Infectious and hypnotic in its simplicity, it is without a
doubt one of the strangest records I have ever heard, but that doesn’t stop it
from being an absolute joy to listen to, packed to the brim with a sense of
energy and urgency that never relents.
Her seventh full-length solo album in a 20+ year career, Hell-On is a lot of things—it’s a lot to
take in, right down to the drastically unsettling cover art, and the stark
imagery found within the album’s lavish liner notes.
Written, in a sense, as a response to the fire that claimed
her home while on tour, as well as her struggle to remain anonymous in the way
the story of her house fire was reported within her community due to a stalker,
Hell-On is nothing if not ambitious,
personal, and complexly arranged.
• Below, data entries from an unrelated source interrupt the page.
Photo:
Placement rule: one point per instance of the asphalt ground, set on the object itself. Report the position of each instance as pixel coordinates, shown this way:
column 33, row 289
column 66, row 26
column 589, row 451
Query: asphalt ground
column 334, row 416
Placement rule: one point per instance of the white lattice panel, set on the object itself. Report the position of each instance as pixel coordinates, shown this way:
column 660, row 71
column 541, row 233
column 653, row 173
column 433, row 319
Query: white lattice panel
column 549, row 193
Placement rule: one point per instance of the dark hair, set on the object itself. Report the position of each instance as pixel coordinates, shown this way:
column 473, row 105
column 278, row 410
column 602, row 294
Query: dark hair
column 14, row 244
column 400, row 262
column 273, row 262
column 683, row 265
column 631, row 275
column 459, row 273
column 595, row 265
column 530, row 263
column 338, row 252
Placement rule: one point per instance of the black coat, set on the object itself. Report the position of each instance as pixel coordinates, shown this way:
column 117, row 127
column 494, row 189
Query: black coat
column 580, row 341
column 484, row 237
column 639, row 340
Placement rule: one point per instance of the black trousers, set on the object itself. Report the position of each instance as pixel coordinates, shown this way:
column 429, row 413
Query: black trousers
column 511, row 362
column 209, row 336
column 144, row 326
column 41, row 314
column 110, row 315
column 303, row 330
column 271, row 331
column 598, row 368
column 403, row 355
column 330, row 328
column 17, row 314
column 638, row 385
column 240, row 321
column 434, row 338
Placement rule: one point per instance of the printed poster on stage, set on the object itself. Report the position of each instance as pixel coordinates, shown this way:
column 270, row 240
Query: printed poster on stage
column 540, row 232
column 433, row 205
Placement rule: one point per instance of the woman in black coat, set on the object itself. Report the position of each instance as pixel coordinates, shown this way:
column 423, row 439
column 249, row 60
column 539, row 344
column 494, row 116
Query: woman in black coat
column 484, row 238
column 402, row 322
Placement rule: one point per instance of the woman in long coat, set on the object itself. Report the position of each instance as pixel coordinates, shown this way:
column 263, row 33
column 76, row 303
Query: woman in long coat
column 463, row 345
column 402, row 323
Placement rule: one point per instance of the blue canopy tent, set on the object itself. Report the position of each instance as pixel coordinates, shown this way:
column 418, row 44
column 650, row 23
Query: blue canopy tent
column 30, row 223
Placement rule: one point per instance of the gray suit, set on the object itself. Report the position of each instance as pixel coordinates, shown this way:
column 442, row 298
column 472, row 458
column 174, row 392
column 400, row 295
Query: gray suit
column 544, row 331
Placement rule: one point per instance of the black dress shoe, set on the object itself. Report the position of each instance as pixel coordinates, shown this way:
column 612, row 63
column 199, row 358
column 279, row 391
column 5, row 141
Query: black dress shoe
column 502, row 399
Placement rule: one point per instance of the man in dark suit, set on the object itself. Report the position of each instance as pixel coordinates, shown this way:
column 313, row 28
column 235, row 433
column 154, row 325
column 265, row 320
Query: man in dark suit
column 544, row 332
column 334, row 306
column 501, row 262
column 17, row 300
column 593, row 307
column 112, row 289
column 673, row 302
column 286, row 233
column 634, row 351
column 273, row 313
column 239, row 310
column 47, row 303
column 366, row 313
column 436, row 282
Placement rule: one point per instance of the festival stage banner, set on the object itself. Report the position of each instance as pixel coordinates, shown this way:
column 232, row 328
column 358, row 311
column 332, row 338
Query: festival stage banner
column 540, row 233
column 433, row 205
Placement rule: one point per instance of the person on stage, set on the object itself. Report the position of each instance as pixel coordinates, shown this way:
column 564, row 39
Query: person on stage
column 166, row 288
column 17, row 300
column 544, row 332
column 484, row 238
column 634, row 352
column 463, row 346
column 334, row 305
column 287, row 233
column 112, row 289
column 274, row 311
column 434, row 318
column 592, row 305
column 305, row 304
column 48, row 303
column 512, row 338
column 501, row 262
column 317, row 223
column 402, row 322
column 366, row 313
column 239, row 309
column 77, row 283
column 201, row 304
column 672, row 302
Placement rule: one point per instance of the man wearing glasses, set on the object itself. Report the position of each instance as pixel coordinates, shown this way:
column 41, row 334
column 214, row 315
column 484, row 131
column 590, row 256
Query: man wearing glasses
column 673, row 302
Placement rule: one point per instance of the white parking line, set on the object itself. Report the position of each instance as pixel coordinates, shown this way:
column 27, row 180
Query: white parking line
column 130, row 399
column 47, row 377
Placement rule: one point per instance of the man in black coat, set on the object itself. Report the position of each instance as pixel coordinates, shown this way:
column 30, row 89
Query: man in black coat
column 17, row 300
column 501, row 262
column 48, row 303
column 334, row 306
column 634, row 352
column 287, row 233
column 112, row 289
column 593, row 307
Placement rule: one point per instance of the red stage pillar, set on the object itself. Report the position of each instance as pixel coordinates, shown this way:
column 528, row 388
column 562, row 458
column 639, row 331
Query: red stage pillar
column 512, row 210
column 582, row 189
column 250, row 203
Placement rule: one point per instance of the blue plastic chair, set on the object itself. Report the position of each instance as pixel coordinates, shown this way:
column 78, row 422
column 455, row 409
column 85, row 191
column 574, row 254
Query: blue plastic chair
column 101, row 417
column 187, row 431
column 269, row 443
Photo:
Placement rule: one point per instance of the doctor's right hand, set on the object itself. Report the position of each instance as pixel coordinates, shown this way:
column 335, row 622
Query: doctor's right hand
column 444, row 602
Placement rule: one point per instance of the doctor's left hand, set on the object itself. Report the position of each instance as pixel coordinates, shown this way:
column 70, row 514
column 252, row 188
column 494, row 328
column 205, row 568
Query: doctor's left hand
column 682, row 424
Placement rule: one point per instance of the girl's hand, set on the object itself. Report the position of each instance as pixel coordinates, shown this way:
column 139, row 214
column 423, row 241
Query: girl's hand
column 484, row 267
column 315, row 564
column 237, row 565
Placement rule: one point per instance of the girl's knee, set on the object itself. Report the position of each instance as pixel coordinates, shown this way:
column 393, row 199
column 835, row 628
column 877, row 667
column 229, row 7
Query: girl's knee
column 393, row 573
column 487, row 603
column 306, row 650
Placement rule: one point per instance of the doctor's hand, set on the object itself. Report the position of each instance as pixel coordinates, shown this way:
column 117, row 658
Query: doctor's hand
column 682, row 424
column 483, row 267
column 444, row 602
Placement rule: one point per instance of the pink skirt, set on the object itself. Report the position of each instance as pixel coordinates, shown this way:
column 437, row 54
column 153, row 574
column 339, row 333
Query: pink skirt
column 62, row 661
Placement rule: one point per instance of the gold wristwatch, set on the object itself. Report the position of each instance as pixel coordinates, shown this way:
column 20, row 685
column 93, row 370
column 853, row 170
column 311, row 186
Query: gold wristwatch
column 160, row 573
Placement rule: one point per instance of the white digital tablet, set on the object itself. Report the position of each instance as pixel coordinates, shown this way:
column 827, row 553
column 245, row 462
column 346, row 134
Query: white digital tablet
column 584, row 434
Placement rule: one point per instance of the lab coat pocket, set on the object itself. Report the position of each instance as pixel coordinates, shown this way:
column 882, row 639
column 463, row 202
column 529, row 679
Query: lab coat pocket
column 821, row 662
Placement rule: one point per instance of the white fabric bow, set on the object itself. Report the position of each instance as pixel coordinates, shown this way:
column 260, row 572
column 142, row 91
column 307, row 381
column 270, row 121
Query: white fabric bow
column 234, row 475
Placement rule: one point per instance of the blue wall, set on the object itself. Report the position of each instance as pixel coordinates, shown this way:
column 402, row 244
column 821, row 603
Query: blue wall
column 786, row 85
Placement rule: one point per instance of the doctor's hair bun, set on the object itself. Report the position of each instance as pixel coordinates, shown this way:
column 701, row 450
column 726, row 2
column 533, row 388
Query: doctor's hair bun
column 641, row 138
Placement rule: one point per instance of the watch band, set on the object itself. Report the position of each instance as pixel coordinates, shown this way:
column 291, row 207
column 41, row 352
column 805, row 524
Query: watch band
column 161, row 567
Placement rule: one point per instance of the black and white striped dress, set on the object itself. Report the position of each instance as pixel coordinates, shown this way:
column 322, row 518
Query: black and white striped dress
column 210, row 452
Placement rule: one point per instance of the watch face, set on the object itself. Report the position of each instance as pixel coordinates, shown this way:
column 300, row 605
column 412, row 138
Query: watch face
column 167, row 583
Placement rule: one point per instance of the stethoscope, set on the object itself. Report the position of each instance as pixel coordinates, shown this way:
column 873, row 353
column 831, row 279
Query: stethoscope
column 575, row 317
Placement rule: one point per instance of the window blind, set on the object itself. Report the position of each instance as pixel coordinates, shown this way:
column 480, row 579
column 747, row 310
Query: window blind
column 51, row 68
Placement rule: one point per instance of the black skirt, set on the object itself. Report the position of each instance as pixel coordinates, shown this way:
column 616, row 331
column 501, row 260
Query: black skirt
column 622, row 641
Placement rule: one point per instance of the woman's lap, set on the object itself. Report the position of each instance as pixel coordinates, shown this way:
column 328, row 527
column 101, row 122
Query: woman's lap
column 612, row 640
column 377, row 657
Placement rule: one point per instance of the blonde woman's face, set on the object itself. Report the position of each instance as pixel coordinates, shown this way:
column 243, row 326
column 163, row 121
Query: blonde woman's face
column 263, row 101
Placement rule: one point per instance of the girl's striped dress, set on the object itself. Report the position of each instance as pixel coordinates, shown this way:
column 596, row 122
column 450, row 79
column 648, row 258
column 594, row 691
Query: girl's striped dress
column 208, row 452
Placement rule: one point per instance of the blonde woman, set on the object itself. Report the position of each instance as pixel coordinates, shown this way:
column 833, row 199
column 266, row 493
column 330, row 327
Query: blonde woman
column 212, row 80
It’s nowhere near as immediate in its
accessibility when compared to her previous solo outing from 2013, The Worse Things Get, The Harder I Fight,
The Harder I Fight, The More I Love You—though the accessibility is
revealed over time. It’s the kind of album that you have to have patience with,
initially, because the album’s first track keeps the listener at an arm’s
length.
Spanning almost an hour, structurally Hell-On tends to get weighed down after the halfway mark, save for,
hands down, its finest moment—Case’s dramatic reinterpretation of the Crooked
Fingers song “Sleep All Summer.” With that being said, the album is more or
less frontloaded with its best material, including the rollicking, though
rather serious in subject matter, “Last Lion of Albion,” the swooning and
emotional pull of “Hall of Sarah,” the girl group throwback “Bad Luck,” and the
relatively straightforward, yet no less potent “Gumball Blue.”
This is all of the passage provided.